Thanks to a minor heart anamoly, I have the extreme pleasure of having nasty caridac symptoms while pregnant. For example, my resting heart rate last evening (in the supine position, if you will), was 104. That's small potatoes, really, (my heart rate during my last pregnancy liked to hover in the 120-130 bpm range), but it makes me feel like impending doom is near - I can't breathe, I feel like I need to claw out of my own skin. It's pretty much akin to the symptoms someone feels while having a major anxiety attack, but for me there's a physical cause for it. Not to say I'm without anxiety - please.
Are you jealous of me?
I'm thrilled to be going in for an echocardiogram on Monday, "just in case." I love those words when spoken by a doctor - JUST IN CASE. "I'm sure it's nothing, but let's make sure....just in case." Ugh.
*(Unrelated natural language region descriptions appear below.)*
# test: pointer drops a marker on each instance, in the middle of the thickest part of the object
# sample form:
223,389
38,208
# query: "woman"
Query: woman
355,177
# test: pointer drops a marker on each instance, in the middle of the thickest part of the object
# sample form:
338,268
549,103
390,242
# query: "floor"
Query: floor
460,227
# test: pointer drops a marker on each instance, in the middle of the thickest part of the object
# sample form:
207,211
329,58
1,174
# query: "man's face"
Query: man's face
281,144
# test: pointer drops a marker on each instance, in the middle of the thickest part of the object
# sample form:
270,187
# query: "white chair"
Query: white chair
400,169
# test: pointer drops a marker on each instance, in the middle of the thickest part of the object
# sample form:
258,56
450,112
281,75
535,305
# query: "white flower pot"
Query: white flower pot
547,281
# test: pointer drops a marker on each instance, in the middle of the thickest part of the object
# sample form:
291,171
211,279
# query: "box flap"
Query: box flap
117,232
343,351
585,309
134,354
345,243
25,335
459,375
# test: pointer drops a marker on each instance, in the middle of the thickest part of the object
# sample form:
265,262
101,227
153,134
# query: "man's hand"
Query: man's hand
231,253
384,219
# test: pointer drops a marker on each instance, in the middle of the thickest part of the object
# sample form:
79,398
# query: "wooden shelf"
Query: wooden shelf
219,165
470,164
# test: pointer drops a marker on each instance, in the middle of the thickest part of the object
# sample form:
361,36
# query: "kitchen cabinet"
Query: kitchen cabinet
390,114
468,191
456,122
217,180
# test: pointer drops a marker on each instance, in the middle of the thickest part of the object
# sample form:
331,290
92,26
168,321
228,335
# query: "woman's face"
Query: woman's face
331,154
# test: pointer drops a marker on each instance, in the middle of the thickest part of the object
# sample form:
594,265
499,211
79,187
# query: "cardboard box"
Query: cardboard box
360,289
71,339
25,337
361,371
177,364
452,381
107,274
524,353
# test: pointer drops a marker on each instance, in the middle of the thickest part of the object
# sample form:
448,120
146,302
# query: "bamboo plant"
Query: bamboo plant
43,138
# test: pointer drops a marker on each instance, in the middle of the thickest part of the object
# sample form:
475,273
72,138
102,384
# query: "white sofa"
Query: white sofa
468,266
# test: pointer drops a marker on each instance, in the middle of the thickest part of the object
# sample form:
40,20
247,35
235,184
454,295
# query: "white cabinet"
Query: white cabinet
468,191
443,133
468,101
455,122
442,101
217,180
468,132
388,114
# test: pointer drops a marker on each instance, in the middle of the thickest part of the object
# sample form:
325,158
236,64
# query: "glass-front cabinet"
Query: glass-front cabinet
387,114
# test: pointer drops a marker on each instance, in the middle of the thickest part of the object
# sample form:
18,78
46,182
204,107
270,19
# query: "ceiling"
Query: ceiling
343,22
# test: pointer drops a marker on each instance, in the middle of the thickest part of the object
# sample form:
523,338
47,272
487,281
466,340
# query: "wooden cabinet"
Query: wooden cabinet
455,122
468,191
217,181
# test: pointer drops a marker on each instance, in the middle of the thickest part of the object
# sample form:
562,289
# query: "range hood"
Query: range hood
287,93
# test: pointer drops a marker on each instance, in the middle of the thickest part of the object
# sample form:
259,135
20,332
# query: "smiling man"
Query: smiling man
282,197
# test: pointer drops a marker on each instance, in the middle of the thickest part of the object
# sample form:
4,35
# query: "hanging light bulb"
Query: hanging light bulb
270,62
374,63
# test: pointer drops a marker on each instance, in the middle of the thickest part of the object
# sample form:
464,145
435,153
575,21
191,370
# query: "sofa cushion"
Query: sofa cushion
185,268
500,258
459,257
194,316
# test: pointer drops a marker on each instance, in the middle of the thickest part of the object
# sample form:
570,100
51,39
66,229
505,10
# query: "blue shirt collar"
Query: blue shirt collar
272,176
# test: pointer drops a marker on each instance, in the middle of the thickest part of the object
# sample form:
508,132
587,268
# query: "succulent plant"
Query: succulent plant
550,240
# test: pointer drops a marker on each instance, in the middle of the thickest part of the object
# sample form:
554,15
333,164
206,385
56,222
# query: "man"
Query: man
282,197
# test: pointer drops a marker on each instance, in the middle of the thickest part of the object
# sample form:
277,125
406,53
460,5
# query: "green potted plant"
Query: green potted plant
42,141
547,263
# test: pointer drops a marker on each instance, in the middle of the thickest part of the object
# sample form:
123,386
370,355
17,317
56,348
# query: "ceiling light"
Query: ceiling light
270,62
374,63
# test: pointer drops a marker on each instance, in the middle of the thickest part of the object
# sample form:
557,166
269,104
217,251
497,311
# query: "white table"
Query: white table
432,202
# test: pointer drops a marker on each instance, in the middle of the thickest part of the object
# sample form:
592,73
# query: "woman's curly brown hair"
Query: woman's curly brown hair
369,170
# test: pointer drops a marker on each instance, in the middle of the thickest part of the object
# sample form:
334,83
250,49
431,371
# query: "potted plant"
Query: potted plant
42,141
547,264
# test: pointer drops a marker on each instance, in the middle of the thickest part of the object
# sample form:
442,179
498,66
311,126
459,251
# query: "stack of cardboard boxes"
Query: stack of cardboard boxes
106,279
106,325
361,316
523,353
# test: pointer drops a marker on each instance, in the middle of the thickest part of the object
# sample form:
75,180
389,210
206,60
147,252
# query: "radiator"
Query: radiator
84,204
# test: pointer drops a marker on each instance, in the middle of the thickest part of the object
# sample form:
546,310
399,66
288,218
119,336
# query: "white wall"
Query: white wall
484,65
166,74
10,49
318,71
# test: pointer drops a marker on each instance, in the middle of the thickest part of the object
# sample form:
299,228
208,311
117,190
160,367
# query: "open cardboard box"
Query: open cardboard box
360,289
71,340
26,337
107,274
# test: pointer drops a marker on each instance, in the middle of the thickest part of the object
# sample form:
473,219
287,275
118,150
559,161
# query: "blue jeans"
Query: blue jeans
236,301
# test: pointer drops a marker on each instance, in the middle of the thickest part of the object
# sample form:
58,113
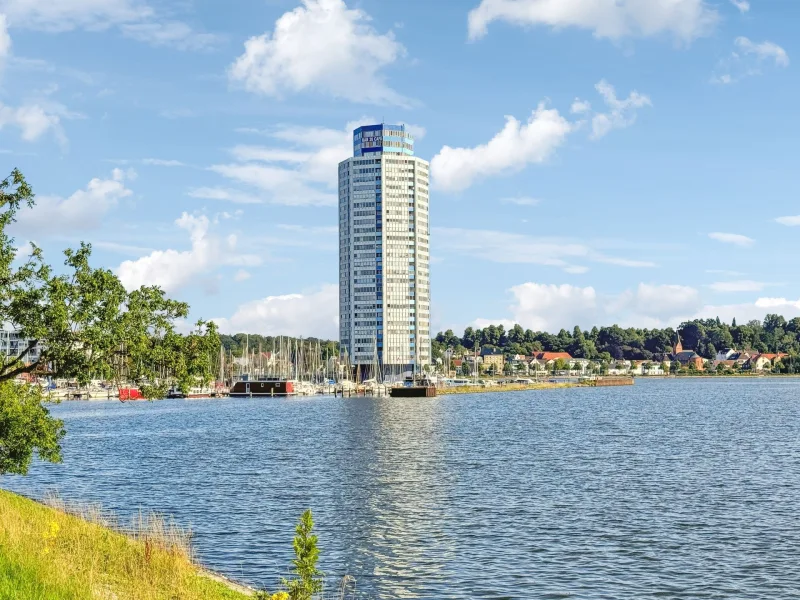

Well, doc, should I start planning my funeral? Making arrangements to screen potential new wife candidates for my husband so that I know who will replace me as Nat's mama? Because when you say "just in case" to me, those are the thoughts that pop into my head. Then he felt the need to follow up with "Because, you know, the one time we don't run the test is the time that we miss something seriously wrong." Good Lord, sir, how many times has that happened in your practice? Put me on the list for a transplant now, then, would you? I'll even take a baboon heart like Christian Slater in that movie that started with the song "Tom's Diner" by the same woman who sang "My Name Is Luca," the names of both movie and artist escaping me at the moment.
On a happier note, I've been amused lately by the random thoughts that pop into my head in the middle of the night when the fetus sees fit to try to rearrange my insides with its feet. Last night's thought?
I wonder what Regis Philbin wears when he sits in his apartment watching television.